I assume each time I do this I can just concatenate each new factor (either in Python or a spreadsheet) and this will line up automatically (no double sorts)? Probably, I assume, and I can check this on my own without you answering this now.

Actually I can even do a double-sort (e.g., date then ticker) if it ends up lining up.

Thank you Dan. I will look a that closely and only repost with real questions that I have trouble answering on my own.

Awesome!!!

Jrinne · July 29, 2023, 12:18pm

Thank you again Dan.

Not sure why I could not get it before but I appreciate your help and your example. Also thank you for the Mac OS implementation!!!

The only question I would have is whether FutureRel%Chg(20,GetSeries(“$SP500EQ”)) is adequate. In my experience one has to de-noise and de-tone (de-tone was a concept developed by de Prado or at least he made it common) by taking excess returns. Without it the results are meaningless or simply without statistical or practical significance with machine learning.

I have taken excess returns relative to the universe in the past. Maybe I can create my own series or something. Maybe I do not need to do that .Maybe excess returns to a highly correlated universe would be adequate (maybe even better, I am not sure). I will try a few things with this.

Kind of like programming to me and I am not the best programmer but it gives a good amount of control which is obviously a good thing that I continue to explore and will take advantage of I am sure.

In any case, pretty incredible what you have done with DataMiner and I definitely appreciate your help.

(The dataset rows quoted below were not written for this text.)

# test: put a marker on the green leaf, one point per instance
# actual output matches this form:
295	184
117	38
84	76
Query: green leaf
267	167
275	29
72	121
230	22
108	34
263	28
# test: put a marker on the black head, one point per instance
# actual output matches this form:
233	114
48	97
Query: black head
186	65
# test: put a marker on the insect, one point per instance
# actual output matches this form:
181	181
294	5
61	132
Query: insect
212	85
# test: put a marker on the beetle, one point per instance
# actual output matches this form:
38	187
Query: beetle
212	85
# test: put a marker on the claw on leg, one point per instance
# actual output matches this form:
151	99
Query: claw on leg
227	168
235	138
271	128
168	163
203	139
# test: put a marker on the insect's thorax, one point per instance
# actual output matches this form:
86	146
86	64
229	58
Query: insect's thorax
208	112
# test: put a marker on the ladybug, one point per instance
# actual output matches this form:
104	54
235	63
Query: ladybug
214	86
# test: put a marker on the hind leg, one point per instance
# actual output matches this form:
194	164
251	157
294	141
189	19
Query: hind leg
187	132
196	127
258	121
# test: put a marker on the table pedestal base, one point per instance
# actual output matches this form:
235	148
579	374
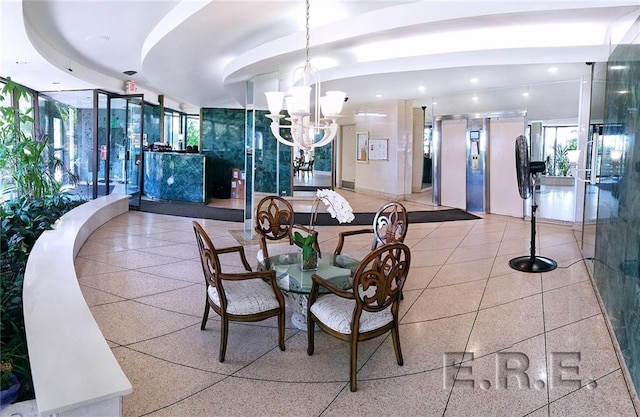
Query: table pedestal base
299	316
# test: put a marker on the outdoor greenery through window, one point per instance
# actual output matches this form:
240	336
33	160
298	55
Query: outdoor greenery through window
558	141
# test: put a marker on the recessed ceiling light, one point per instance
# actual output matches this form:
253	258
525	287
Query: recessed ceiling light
97	38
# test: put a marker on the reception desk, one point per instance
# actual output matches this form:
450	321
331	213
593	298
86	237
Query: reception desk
174	176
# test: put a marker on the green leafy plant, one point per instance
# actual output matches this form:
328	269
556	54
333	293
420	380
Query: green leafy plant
305	243
26	165
38	202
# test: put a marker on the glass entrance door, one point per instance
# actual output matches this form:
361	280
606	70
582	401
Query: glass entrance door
120	124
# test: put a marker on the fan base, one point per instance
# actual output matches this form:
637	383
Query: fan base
537	264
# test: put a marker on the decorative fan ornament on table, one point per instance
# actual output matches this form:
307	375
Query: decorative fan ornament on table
527	173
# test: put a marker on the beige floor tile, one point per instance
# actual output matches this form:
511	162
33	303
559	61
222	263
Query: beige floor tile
508	383
440	242
180	251
412	395
420	277
93	247
95	297
435	303
131	284
131	241
586	345
158	383
563	276
329	362
86	267
510	287
476	238
472	253
456	273
199	349
518	247
431	257
132	259
423	347
129	322
188	299
609	397
189	270
460	295
234	396
568	304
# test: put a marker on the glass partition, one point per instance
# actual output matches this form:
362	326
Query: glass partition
66	119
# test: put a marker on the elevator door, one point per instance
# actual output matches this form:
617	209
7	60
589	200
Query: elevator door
476	144
120	126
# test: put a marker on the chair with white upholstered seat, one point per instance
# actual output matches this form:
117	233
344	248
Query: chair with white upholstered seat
275	222
369	310
246	297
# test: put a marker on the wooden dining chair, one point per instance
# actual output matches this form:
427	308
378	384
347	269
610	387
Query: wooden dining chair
275	221
245	297
367	311
390	224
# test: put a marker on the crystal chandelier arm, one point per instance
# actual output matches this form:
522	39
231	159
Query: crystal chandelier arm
329	133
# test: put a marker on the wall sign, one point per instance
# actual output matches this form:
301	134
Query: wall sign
362	146
379	149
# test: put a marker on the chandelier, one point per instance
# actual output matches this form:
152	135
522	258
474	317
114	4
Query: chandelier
305	132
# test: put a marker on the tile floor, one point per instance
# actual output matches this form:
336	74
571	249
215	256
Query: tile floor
536	344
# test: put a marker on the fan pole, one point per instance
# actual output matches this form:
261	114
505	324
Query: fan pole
533	263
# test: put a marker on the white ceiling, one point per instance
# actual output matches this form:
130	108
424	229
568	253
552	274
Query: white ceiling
201	53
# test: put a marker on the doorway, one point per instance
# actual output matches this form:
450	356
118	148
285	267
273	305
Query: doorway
118	136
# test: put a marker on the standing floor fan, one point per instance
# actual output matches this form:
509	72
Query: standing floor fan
528	173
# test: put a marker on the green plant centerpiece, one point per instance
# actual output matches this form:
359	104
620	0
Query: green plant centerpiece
339	209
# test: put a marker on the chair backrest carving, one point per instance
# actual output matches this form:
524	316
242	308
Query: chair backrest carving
274	218
208	256
380	276
390	224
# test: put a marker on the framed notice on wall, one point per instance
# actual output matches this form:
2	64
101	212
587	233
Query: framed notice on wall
362	146
379	149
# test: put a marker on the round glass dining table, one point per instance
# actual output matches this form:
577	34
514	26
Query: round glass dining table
296	283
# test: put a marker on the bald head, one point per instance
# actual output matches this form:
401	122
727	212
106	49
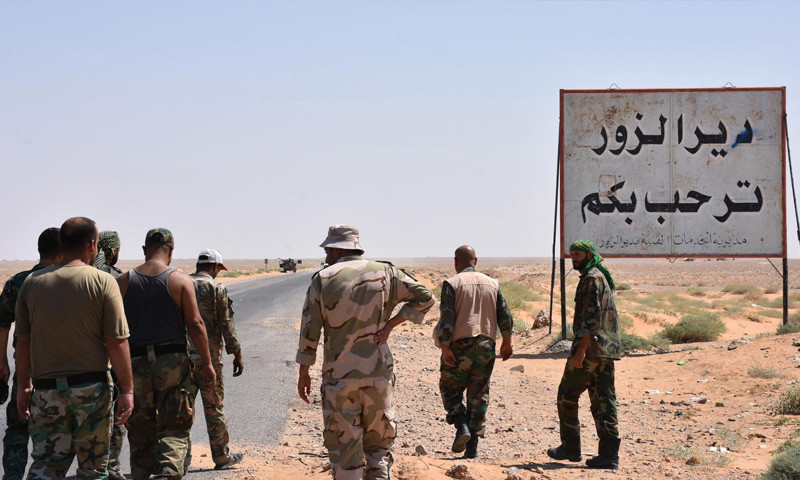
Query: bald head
465	257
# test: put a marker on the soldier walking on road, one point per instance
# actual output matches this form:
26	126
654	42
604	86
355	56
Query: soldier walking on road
590	364
352	300
69	402
161	307
472	308
217	312
107	256
15	441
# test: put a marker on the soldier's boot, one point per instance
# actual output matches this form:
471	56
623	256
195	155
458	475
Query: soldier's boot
608	456
472	447
561	453
462	433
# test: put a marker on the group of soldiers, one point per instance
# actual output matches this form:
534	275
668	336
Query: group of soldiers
160	331
353	302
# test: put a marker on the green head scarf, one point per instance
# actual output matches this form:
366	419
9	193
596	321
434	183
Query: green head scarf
596	261
109	241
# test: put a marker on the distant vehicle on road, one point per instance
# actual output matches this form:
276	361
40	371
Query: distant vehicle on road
289	264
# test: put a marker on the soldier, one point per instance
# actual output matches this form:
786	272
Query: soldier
472	308
216	308
108	255
352	301
69	402
590	365
161	307
15	441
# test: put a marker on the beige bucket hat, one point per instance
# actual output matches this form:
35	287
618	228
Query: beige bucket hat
342	236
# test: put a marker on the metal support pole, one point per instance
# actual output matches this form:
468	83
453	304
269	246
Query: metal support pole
785	290
563	301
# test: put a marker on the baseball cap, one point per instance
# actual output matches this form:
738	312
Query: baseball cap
210	255
342	236
159	235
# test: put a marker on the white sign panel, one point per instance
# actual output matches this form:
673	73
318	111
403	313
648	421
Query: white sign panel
668	173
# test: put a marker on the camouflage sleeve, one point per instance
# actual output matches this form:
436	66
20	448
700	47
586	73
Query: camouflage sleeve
225	320
417	297
443	332
7	306
588	319
311	325
505	322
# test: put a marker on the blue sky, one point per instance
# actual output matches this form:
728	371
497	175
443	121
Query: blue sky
251	126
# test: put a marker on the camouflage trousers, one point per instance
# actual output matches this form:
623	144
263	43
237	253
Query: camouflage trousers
474	364
597	375
15	441
213	410
158	428
67	422
359	425
117	438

So P123 is now for sure the best machine learning site available to retail investors. I wish more people knew that. Maybe they do. The most advanced machine learners to do not post much I think. Only those who have much to learn yet (like me) still post, I believe. So there maybe be more machine learners than I am aware at P123. I’m pretty sure there are—in no small part due to what you have done with DataMiner and the API.

Jim

Jrinne · July 30, 2023, 12:42pm

I moved this post to a new thread. Dan has already provided a perfect answer to my question. There is not much to add to his answer here.